Python Fundamentals Tutorial: Regular Expressions

12. Regular Expressions (re)

While regular expression handling is very complete in Python, regular expressions are not a first-class language element as they are in Perl or JavaScript. Regular expression handling is found in the re module.

At the simplest level, there are module-level functions in re that can be used to search for regular expresssions. In many cases, calling the search() function and checking for the presence of a return value is enough. search() returns None if the pattern was not found.

[Note]Note

It is customary in Python regular expressions to pass the patterns as raw strings (r'pattern') to avoid escaping the special characters that are likely included in the pattern.

>>> text = 'All your base are belong to us.'

>>> re.search(r'o\s?u', text)
<_sre.SRE_Match object at 0x10041f718>

Take note of the match() function, which specifically only matches the beginning of the text being matched and does not search throughout for the pattern.

>>> re.match(r'o\s?u', text)
>>> re.match('All', text)
<_sre.SRE_Match object at 0x10041f718>

Regular expressions can also be used to split strings in more advanced ways than the string.split() method.

>>> re.split(r'o\s?u', text)
['All y', 'r base are belong t', 's.']

Using the findall() or finditer() methods, it is possible to process all the matching groups. findall() returns a list while finditer() returns an iterator.

>>> re.findall(r'o\s?u', text)
['ou', 'o u']

>>> re.finditer(r'o\s?u', text)
<callable-iterator object at 0x100516610>

If you need to use the same pattern multiple times, you can improve performance by compiling the regex and then using the methods of the regex object, rather than the module-level functions.

If groups are defined in the pattern, they can be accessed using the group() method of the returned Match object.

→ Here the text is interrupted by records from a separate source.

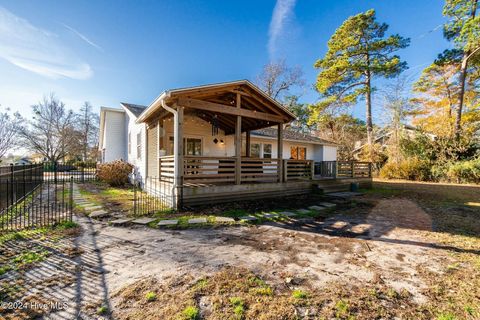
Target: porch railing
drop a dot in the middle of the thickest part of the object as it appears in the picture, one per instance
(213, 170)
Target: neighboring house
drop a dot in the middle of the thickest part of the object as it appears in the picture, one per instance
(383, 136)
(213, 143)
(22, 161)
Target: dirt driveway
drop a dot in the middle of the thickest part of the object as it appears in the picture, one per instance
(382, 240)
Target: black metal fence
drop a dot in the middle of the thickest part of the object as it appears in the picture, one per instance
(326, 169)
(80, 171)
(152, 196)
(35, 203)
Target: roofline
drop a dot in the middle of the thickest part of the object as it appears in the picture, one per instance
(168, 93)
(103, 110)
(296, 140)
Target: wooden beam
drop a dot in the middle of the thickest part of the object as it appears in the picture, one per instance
(226, 109)
(178, 154)
(247, 143)
(238, 144)
(280, 152)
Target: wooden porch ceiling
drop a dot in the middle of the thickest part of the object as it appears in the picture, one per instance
(257, 112)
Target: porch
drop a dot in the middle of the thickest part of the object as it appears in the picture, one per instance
(208, 180)
(192, 163)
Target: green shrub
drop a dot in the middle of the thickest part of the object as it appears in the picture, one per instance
(464, 171)
(409, 169)
(114, 173)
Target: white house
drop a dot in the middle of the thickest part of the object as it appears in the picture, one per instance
(227, 134)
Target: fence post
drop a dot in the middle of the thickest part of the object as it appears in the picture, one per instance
(70, 200)
(12, 176)
(55, 172)
(134, 196)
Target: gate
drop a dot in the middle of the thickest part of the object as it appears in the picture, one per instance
(34, 203)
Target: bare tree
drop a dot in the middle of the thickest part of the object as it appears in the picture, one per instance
(50, 131)
(87, 127)
(9, 127)
(276, 79)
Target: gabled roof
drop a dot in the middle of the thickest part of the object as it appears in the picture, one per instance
(136, 109)
(253, 99)
(289, 134)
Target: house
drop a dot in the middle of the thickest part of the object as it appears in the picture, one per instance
(214, 142)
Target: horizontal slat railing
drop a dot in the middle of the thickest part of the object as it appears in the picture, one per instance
(297, 169)
(166, 166)
(260, 170)
(354, 169)
(208, 169)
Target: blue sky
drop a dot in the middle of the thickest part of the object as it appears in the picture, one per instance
(111, 51)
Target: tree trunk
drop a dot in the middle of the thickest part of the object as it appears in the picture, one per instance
(368, 115)
(461, 95)
(462, 80)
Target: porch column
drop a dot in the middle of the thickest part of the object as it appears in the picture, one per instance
(178, 153)
(247, 144)
(238, 144)
(280, 152)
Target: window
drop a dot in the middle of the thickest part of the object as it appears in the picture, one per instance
(298, 153)
(129, 143)
(267, 150)
(255, 150)
(139, 145)
(191, 146)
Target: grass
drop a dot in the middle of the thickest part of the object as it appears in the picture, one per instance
(299, 294)
(150, 296)
(191, 313)
(238, 306)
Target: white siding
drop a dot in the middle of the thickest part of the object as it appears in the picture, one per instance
(197, 128)
(137, 160)
(114, 136)
(329, 153)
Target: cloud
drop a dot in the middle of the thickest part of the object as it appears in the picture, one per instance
(282, 13)
(83, 37)
(38, 50)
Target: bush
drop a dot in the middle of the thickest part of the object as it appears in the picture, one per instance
(114, 173)
(464, 171)
(409, 169)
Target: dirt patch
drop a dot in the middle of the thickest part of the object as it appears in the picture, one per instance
(237, 293)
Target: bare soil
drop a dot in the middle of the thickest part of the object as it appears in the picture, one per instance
(399, 251)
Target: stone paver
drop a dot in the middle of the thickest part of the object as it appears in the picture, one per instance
(224, 219)
(248, 218)
(197, 220)
(288, 213)
(303, 211)
(327, 204)
(120, 221)
(167, 222)
(143, 221)
(346, 194)
(99, 214)
(92, 208)
(316, 208)
(270, 215)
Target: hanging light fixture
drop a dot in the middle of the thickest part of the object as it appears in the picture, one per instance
(214, 125)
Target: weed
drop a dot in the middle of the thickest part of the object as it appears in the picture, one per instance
(102, 310)
(151, 296)
(238, 306)
(299, 294)
(446, 316)
(342, 309)
(191, 313)
(263, 291)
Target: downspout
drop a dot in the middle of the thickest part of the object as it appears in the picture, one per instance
(176, 182)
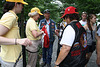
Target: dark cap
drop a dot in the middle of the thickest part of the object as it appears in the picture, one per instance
(47, 11)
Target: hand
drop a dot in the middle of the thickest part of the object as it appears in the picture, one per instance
(57, 32)
(98, 61)
(24, 41)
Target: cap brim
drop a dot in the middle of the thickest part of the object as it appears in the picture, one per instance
(24, 3)
(63, 15)
(40, 13)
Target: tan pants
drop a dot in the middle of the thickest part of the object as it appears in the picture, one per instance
(11, 64)
(32, 59)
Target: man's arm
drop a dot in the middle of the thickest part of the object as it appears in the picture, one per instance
(63, 53)
(98, 50)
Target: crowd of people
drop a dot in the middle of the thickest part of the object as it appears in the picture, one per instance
(77, 40)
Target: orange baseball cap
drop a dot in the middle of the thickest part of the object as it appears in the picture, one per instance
(35, 9)
(20, 1)
(70, 10)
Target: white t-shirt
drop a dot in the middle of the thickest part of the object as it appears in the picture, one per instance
(83, 22)
(68, 36)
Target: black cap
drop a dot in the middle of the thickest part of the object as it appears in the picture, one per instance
(47, 11)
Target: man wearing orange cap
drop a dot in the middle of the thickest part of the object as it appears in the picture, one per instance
(10, 41)
(73, 44)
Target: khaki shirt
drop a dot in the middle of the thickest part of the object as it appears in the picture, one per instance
(10, 53)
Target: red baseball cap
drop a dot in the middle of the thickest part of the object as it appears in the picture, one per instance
(70, 10)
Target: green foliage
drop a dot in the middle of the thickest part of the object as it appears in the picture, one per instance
(90, 6)
(42, 5)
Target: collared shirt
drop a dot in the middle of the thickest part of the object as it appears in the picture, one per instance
(30, 26)
(10, 53)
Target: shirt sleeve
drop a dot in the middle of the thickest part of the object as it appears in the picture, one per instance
(8, 21)
(68, 36)
(33, 26)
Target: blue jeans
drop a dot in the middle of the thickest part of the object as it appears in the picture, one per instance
(47, 53)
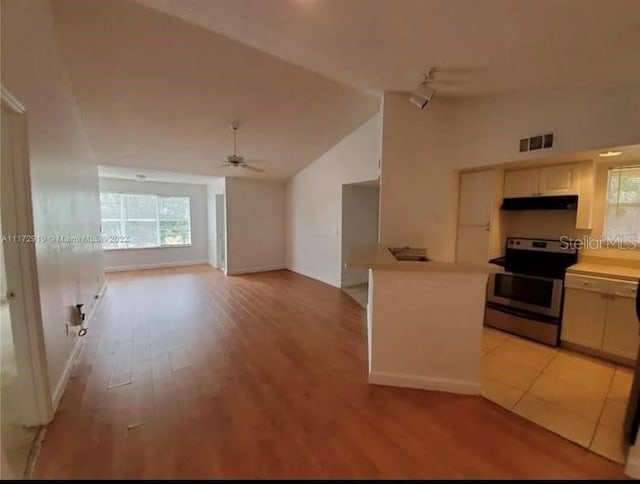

Note that they are 1-indexed to conform to most other regex utilities.

>>> text = 'All your base are belong to us.'

>>> pattern = re.compile(r'you[r]?\s*(\S*)\s*are belong to us')

>>> match = pattern.search(text)

>>> match.group(1)
'base'

12.1. Lab

  1. Rename complexity-1-fileutil.py to fileutil.py
  2. Implement fileutil.py to pass the doctests
  3. Create a second file grep.py that accepts command line arguments and calls the function in grep.py
  4. Accept the following command-line args:

    1. -v, --invert-match select non-matching lines
    2. -E, --extended-regexp PATTERN is an extended regular expression
    3. And a list of files